Additive Manufacturing for Medicine and Healthcare
The use of additive manufacturing applications is on the rise, with the market value expected to increase from $6 billion in 2017 to nearly $26 billion by 2022.
The advantage of additive manufacturing comes from creating complex structures that vary in complexity, customization, light weight, strength and speed. As additive manufacturing for medical devices continues to gain momentum, there are five main areas where we are seeing the most growth opportunity from this evolving technology. Let’s take a look at how the capabilities of additive manufacturing have become the de facto method of production in these industries.
The largest market for additive manufacturing in medicine right now is dentistry and related orthodontics such as bridges, crowns, braces and dentures. Currently, digital dentistry is a $2.5 billion industry and this is set to more than double in a few years.
Digital dentistry is more of a workflow than a single technology. This process typically begins with a scannable model or impression that’s subsequently converted into 3D digital data.
Many 3D printed dental appliances are easily customized for a precise fit while also being printable in a variety of substrates, from flexible polymers to rigid titanium.
There are also specialized printers configured to use dental scanning software, along with biocompatible resins, that can fit in small offices and clinics for immediate, on-the-spot solutions ready in a single day.
The human body is complex and each is unique. Therefore, when doctors and clinicians need to consider individual treatments, it helps enormously to see an accurate model of the subject in question – whether that’s a bone, an organ, a tumor or a limb.
Luckily, this is now a reality. Great strides have been made in medical imaging technology, including highly accurate full-color 3D scanning down to the vascular level. Using this data, along with sophisticated topological mapping software such as Mimics®from Materialise, biomedical engineers can use 3D printers to create realistic models for analysis.
From these models, doctors can then devise surgical strategies like where to make incisions. Also, models assembled from multiple pieces can be disassembled to reveal structures within that might otherwise have been blocked from a surgeon’s view. The number of hospitals in the United States with a centralized 3D printing facility has grown exponentially, from three in 2010 to more than 100 by 2019.
This is a broad category of auxiliary equipment that would be expensive and time-consuming to develop in smaller volumes. It includes clamps or grips designed for an individual patient’s anatomy, possibly to aid in examinations, treatments or surgical procedures.
Additive manufacturing applications are also being used in many developing countries to design non-specific clamps, catheters and other fittings that are fast and economical to produce on the spot as needed.
Prosthetics and Orthotics
Additive manufacturing technology has helped expand patient options for prosthetics and orthotics in terms of fit, function and aesthetic. A prosthetic can be a replacement of a body part, either internally (i.e., hip joint) or externally (i.e., a missing limb).
Traditionally, prosthetic limbs were inadequate in their customization options. They were either limited in their functionality or incredibly expensive, requiring a lot of measurement, test fitting and hand-craftsmanship that is inaccessible to many people. This is especially true in remote areas or regions experiencing military conflict, where such prosthetics are in high demand.
Orthotics are also custom pieces, made to assist the wearer’s bone structure with extra support or by correcting misalignment issues. Using modern polymers, 3D printed plastic orthotics are strong, lightweight, durable and also pliable for added comfort. They can also help mitigate foot pain caused by conditions such as diabetes, arthritis or plantar fasciitis.

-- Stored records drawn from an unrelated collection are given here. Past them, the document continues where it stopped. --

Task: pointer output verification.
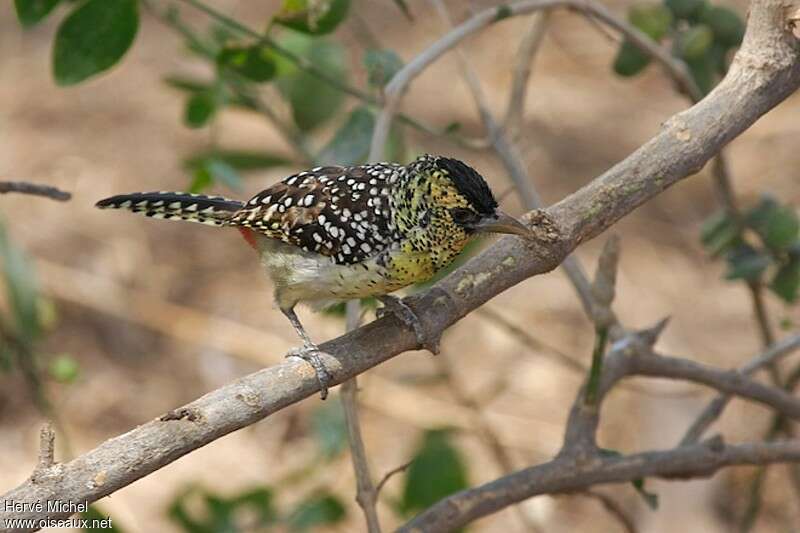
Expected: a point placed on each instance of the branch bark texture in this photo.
(765, 71)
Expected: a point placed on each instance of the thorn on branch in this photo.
(183, 413)
(34, 189)
(605, 281)
(389, 475)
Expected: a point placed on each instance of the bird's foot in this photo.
(398, 308)
(311, 354)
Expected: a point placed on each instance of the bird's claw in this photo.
(396, 306)
(310, 353)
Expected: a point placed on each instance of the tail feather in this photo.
(211, 210)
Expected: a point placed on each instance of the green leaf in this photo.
(314, 17)
(650, 498)
(339, 309)
(745, 262)
(194, 86)
(21, 288)
(786, 282)
(381, 66)
(314, 102)
(437, 470)
(253, 62)
(471, 248)
(330, 429)
(199, 110)
(776, 224)
(402, 5)
(718, 56)
(630, 60)
(702, 70)
(726, 24)
(102, 522)
(32, 12)
(350, 144)
(222, 172)
(197, 510)
(694, 43)
(718, 233)
(242, 160)
(320, 509)
(64, 369)
(653, 19)
(93, 38)
(685, 9)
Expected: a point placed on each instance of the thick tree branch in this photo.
(570, 473)
(765, 71)
(582, 463)
(24, 187)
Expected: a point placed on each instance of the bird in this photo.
(334, 233)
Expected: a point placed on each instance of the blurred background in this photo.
(139, 316)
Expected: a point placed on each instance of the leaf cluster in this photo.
(699, 33)
(761, 246)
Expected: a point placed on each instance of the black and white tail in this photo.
(211, 210)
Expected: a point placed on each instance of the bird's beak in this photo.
(502, 223)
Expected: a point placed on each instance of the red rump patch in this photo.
(249, 235)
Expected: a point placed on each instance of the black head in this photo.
(470, 184)
(472, 206)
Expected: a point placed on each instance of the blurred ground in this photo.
(122, 132)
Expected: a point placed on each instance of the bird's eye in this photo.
(461, 215)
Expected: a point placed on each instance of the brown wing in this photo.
(339, 212)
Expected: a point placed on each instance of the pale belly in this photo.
(315, 279)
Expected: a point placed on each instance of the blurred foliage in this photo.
(436, 470)
(762, 247)
(702, 35)
(101, 520)
(650, 498)
(200, 510)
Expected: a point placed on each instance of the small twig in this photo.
(366, 493)
(388, 475)
(24, 187)
(47, 447)
(596, 370)
(613, 508)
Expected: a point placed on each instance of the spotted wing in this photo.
(339, 212)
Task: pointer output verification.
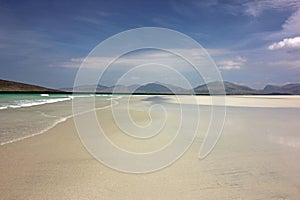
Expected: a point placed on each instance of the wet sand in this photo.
(257, 157)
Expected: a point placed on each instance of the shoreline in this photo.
(250, 161)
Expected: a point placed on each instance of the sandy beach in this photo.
(257, 157)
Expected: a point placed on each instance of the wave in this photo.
(35, 102)
(63, 119)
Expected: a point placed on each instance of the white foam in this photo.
(58, 122)
(36, 102)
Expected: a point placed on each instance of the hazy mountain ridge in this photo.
(12, 86)
(159, 88)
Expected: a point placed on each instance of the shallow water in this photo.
(26, 115)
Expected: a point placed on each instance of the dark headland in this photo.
(155, 88)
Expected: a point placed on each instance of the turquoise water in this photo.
(26, 115)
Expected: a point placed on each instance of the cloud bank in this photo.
(287, 43)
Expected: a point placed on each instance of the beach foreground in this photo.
(257, 157)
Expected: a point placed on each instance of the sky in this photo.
(251, 42)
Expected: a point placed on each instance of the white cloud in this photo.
(234, 64)
(255, 8)
(160, 57)
(287, 43)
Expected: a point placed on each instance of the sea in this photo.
(25, 115)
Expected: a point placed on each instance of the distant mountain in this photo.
(152, 88)
(218, 87)
(158, 88)
(285, 89)
(11, 86)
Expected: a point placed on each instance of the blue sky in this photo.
(252, 42)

Health Monitoring and Drug Delivery
Another advantage of additive manufacturing for medical devices is the ability to make complex micro gadgets that work inside the body to deliver medicine or to monitor a patient’s health.
MIT, in conjunction with Harvard’s Brigham and Women’s Hospital, has developed an ingestible device that can remain in the stomach for a month. Self-powered, it delivers discrete amounts of drugs for patients requiring long-term care, including those who require treatment for cancer or HIV. This device is currently in the testing stage, but it represents the kind of approach that many other researchers are trying to refine.

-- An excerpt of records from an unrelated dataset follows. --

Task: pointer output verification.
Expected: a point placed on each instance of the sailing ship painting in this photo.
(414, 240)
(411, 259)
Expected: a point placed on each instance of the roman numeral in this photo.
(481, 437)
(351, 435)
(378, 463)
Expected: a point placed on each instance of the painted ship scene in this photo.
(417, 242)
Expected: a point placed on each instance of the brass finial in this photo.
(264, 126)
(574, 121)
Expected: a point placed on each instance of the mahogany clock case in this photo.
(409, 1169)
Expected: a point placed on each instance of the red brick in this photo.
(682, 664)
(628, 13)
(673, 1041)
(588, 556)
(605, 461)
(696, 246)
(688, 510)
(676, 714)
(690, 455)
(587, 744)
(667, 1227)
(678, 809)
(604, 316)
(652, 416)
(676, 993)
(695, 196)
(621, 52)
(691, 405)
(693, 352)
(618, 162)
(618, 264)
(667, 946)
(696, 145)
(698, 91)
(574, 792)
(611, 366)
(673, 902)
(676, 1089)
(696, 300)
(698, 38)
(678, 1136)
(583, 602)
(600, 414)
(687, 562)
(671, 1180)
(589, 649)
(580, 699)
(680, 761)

Such micro devices will soon be able to transmit data wirelessly to an external medical wearable for detailed health monitoring. Other printed sensors can be injected into the bloodstream to provide active monitoring of blood glucose levels, blood oxygenation and other critical metrics that doctors will use to quickly respond to a patient’s medical condition.
These are just a few of the amazing applications being made with this transformative additive manufacturing technology.